Saturday, April 17, 2010

Local Heroes

The other day, as I was driving through the town of Red Bank, NJ, I ran into the Cluck-U chicken on his way to work.

I didn't actually run into him, although he frequently rushes into oncoming traffic, begging the classic riddle.*

We waved to each to other like the old friends we are. Once, at my prompting, he had rushed into oncoming traffic to answer my question on where to rent a chicken costume. (At the time, I was working for Successful Meetings, and we always needed stuff like that.)

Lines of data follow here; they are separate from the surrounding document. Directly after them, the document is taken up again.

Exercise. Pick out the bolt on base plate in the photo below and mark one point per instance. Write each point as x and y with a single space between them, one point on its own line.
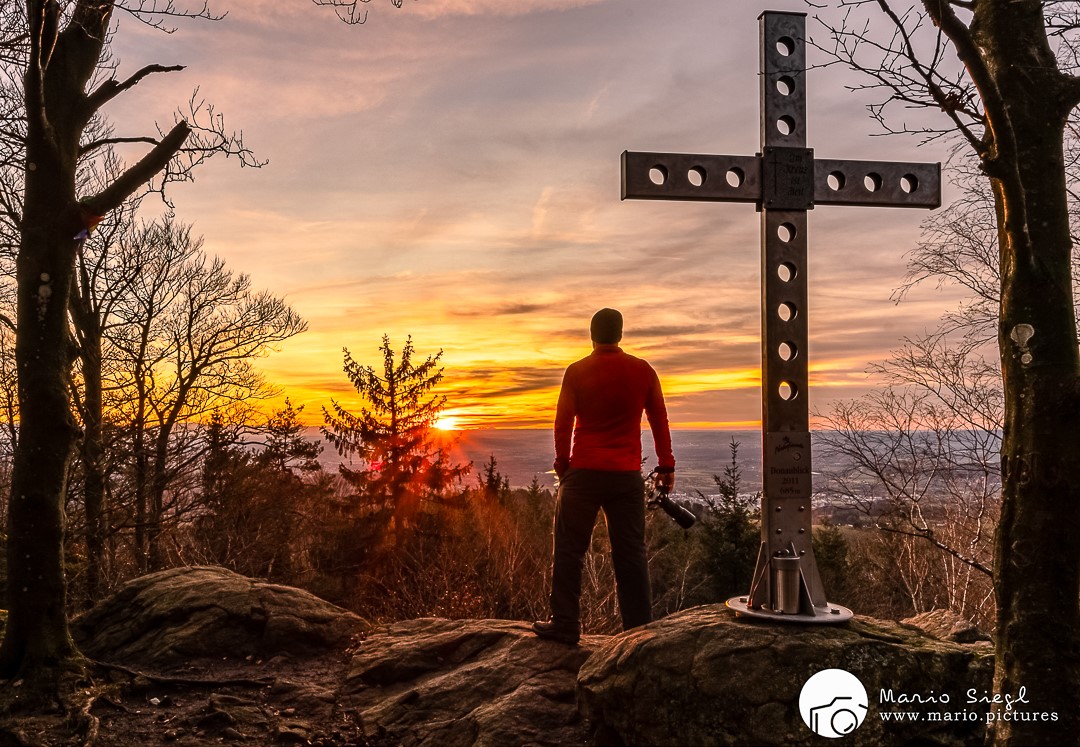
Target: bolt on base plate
831 614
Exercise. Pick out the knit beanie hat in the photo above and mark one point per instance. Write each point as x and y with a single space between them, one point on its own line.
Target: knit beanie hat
606 327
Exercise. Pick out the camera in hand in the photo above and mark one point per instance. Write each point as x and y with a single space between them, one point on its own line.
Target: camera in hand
658 498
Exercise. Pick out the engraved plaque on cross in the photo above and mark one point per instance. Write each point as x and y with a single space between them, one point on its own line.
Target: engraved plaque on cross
785 180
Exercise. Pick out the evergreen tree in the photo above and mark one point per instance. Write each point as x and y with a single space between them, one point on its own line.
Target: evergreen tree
730 537
401 465
495 486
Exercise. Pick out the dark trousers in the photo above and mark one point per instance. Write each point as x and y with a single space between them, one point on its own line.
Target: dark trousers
621 494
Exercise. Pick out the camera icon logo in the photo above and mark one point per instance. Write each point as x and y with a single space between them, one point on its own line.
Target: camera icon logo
833 703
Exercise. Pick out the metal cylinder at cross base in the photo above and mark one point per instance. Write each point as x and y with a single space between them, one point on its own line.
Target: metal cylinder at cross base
786 578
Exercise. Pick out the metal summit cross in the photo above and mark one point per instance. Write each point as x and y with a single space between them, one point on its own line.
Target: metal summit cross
784 180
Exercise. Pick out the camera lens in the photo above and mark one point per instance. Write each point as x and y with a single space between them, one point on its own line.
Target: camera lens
844 721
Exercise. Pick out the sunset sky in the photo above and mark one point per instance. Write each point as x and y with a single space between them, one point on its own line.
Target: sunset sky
450 171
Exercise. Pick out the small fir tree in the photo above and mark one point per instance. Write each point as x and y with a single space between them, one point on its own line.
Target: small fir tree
401 465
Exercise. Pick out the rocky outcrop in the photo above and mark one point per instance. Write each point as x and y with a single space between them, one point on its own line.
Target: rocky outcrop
704 677
468 682
175 615
299 670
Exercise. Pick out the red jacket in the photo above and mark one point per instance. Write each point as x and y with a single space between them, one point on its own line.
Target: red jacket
601 405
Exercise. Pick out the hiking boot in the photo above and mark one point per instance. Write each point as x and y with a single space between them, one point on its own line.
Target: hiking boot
557 632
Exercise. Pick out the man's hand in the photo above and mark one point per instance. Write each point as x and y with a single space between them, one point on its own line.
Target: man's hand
665 480
561 466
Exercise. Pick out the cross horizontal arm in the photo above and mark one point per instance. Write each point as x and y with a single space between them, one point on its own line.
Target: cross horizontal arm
689 176
877 184
738 178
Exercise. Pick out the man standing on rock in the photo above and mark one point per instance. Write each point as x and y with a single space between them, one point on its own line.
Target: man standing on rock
599 409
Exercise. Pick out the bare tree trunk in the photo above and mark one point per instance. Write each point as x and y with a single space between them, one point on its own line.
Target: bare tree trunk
59 67
1037 556
37 634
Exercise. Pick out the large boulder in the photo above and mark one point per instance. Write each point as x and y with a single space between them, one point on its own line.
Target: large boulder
171 616
704 677
478 682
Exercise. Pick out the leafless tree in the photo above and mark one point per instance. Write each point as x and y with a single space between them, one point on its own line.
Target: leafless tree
56 79
989 71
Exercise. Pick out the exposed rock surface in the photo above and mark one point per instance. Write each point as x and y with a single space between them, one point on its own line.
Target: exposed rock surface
183 613
443 682
248 661
704 677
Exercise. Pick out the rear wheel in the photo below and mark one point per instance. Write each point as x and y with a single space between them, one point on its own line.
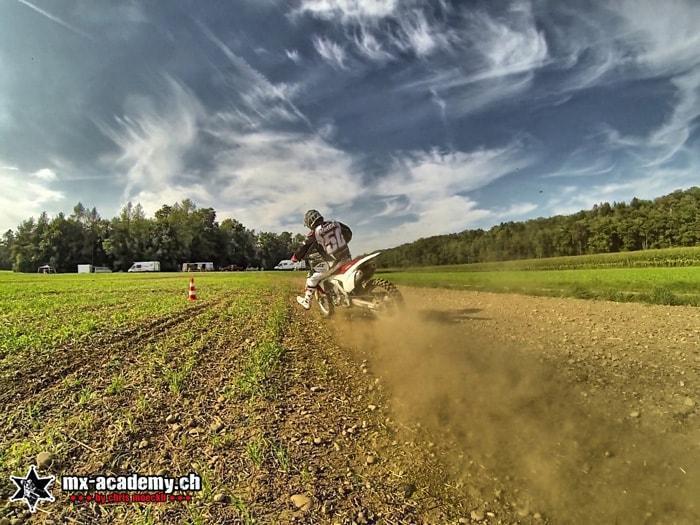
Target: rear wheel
385 294
325 304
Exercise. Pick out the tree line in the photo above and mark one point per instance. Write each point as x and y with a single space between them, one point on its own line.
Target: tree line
176 234
669 221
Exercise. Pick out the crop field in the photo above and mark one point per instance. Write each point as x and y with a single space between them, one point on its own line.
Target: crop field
469 407
658 258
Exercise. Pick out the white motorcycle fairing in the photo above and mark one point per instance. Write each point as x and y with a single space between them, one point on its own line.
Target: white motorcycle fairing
346 280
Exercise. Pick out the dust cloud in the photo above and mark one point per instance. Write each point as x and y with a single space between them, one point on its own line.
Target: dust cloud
516 425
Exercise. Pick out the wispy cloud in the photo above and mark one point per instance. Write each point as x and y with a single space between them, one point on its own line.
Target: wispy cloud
45 174
55 19
293 55
428 191
24 196
330 51
348 10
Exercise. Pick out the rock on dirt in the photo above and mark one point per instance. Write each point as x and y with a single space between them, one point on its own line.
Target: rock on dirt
221 498
302 502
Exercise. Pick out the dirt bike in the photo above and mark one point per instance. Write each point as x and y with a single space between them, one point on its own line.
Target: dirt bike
353 285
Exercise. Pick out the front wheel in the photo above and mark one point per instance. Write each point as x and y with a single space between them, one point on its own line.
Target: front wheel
386 294
325 304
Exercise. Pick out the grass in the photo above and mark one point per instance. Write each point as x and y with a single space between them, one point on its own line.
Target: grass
657 258
669 286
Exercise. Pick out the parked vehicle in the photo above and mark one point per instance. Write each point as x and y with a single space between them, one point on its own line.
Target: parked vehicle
232 268
147 266
287 264
353 285
89 268
198 267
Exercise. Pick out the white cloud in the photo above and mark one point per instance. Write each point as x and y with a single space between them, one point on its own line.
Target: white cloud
293 55
659 182
509 46
330 51
153 141
55 19
348 10
418 35
433 183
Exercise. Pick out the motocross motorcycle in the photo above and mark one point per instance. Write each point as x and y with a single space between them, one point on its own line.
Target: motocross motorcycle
353 285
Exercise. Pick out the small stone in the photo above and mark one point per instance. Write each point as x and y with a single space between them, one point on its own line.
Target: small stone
301 501
44 460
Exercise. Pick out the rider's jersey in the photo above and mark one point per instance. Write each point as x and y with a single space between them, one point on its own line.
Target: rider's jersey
330 239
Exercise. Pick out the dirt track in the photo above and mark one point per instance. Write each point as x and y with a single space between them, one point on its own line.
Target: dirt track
470 408
563 410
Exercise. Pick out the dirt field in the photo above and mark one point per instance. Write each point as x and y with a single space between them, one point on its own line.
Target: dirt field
472 407
566 410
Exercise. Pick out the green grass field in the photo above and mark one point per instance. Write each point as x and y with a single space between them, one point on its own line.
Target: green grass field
673 286
661 258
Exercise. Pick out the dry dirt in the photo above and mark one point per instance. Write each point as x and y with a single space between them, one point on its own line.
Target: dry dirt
545 409
468 408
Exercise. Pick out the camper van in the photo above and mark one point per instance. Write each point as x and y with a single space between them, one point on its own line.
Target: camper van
89 268
287 264
148 266
198 267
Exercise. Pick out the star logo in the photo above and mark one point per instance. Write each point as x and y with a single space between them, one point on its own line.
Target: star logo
32 488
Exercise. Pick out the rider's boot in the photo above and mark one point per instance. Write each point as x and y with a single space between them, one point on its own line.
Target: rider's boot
305 301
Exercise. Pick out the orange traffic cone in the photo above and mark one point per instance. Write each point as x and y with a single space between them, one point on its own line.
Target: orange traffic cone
192 296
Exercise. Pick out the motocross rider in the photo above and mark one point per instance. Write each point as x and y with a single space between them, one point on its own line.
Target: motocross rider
328 241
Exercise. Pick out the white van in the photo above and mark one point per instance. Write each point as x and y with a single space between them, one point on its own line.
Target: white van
198 267
287 264
89 268
148 266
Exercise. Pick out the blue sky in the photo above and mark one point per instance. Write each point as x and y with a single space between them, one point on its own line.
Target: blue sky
402 118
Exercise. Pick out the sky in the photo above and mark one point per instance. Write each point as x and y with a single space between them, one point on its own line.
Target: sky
401 118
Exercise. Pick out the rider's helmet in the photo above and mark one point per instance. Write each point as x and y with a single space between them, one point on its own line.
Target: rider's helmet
312 218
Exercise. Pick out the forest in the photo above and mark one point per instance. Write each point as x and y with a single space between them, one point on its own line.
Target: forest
185 233
176 234
669 221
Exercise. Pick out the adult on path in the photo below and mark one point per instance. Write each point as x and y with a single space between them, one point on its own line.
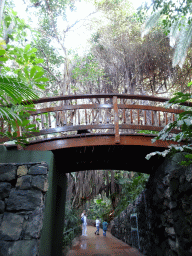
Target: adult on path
84 225
105 224
83 213
97 245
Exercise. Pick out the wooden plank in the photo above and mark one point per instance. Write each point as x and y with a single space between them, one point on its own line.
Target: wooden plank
138 117
102 106
116 120
145 117
131 116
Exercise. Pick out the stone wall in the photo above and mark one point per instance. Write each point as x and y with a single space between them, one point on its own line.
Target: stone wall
22 201
164 212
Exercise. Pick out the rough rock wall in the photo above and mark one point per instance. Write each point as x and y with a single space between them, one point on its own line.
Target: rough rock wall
22 197
164 213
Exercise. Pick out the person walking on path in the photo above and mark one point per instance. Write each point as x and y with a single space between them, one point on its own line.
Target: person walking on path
97 226
84 225
82 214
105 224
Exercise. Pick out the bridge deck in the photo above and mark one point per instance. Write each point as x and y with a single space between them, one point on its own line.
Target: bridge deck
108 118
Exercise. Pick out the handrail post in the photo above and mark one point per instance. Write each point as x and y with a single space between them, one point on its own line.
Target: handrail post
19 147
116 120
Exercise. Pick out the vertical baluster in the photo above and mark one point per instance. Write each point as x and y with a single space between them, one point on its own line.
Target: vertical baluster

At the moment, Cluck-U is the only business around here that believes in sending people in costumes out onto the street as brand magnets, but the man in the chicken outfit is part of a long line of mascots that used to patrol their own patch of sidewalk. Baby boomers who visited New York and Atlantic City in the 60s may still remember Mr. Peanut, the legume manque who worked Times Square and the Boardwalk. For those who don't, the humorist S.J. Perelman has immortalized his encounters with the Planters Peanut mascot.

Nowadays, when we think of costumed mascots, we think "Disney." However, Mickey Mouse & Co. tend to stay close to home (and why not, when your home is as a big as a state). Still, I do recall a chance encounter in 2002 between Mickey and the Cremaster Cycle of avant-garde artist, Matthew Barney. It was ugly: Confronted with crashed and mangled cars, baby shoes covered in Vaseline, and a looped film involving grapes being pushed through a slot cut into a Latex sheet (I think), Mickey preferred to stay in a corner - perhaps the only corner in New York's famously cyllindrical Guggenheim Museum. And I think he made the right choice.

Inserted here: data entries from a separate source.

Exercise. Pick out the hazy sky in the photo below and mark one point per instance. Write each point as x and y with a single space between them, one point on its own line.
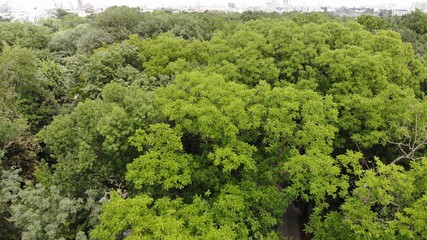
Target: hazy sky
165 3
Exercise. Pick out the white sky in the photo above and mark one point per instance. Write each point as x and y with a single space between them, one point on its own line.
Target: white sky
165 3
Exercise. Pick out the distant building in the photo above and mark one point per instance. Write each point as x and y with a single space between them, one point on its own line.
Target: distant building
399 12
5 8
419 5
271 6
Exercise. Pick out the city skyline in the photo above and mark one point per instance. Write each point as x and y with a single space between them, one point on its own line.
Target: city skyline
239 3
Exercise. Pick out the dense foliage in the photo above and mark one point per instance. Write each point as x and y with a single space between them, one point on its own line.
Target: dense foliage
209 126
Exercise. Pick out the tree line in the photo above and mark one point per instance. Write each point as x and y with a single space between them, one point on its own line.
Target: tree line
131 125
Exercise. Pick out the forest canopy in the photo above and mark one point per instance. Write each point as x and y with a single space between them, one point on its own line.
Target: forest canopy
131 125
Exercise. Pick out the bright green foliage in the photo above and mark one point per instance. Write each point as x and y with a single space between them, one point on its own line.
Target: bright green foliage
416 21
242 57
248 115
373 23
119 22
24 34
90 144
81 38
164 164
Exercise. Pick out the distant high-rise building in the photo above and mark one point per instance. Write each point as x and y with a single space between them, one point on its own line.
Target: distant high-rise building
419 5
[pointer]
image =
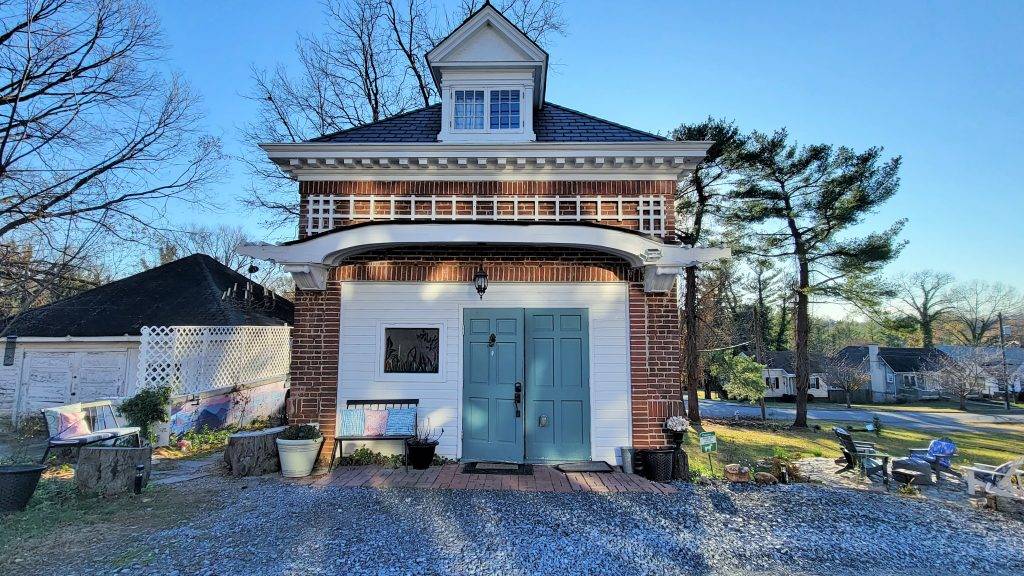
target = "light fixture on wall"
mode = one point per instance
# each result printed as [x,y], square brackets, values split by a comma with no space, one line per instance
[480,281]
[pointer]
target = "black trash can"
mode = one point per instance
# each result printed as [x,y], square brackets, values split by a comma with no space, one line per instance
[657,464]
[17,484]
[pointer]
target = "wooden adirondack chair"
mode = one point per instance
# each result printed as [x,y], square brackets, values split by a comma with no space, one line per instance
[1006,480]
[862,456]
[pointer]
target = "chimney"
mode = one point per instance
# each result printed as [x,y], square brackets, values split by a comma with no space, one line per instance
[872,353]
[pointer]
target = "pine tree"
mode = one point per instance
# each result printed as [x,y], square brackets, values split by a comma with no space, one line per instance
[799,203]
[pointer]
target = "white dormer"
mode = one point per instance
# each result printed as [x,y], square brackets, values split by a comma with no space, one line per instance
[492,78]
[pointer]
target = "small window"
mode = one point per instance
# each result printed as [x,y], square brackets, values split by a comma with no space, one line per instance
[412,351]
[469,110]
[504,110]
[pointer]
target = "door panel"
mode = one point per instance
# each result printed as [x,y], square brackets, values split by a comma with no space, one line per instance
[491,428]
[46,379]
[557,414]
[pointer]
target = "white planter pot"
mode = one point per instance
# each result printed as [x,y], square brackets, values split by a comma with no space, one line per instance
[298,456]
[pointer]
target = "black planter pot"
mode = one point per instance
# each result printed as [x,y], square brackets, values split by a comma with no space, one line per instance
[17,484]
[657,464]
[420,455]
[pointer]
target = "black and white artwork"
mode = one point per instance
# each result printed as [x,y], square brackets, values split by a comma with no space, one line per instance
[411,351]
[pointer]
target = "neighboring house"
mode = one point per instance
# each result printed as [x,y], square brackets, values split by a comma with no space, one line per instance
[896,373]
[87,346]
[509,262]
[780,376]
[990,359]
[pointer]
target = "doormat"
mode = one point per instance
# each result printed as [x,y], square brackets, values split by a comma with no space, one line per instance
[597,466]
[498,468]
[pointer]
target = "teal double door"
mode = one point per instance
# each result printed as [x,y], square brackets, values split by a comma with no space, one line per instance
[525,384]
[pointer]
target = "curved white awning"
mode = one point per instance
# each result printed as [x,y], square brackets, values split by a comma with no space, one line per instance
[308,260]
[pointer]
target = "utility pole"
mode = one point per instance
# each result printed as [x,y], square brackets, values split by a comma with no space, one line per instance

The local heroes, like the Cluck-U chicken, also tend to stay close to home - our homes - exhorting us to wave, honk, and accept coupons for discounts from their sponsors.

Next to sports mascots (of which I know next to nothing), they tend to be comestibles. In fact, the last remarkable mascot encounter I remember was a showdown between then-Yankee Tino Martinez and the Hormel Hot Dog, back in the summer of 2001. It was "Tino Martinez Day" at what was then the new Yankee Stadium, and Tino Martinez was accepting an award from the president of Hormel Meat Products. Standing by, as the color guard, was the Hormel Hot Dog mascot. Martinez accepted the award and shook the president's hand, but when the Hot Dog offered his hand, Martinez turned his back and walked away.

"Oh, s**t!" the man in front of me opined. "He dissed the salami!"

A decade later, Martinez is retired, while the Hormel Hot Dog is still at it, putting on his Hot Dog hose one leg at the time.

*In the Cluck-U version, a chicken crosses the road because he is paid by the hour.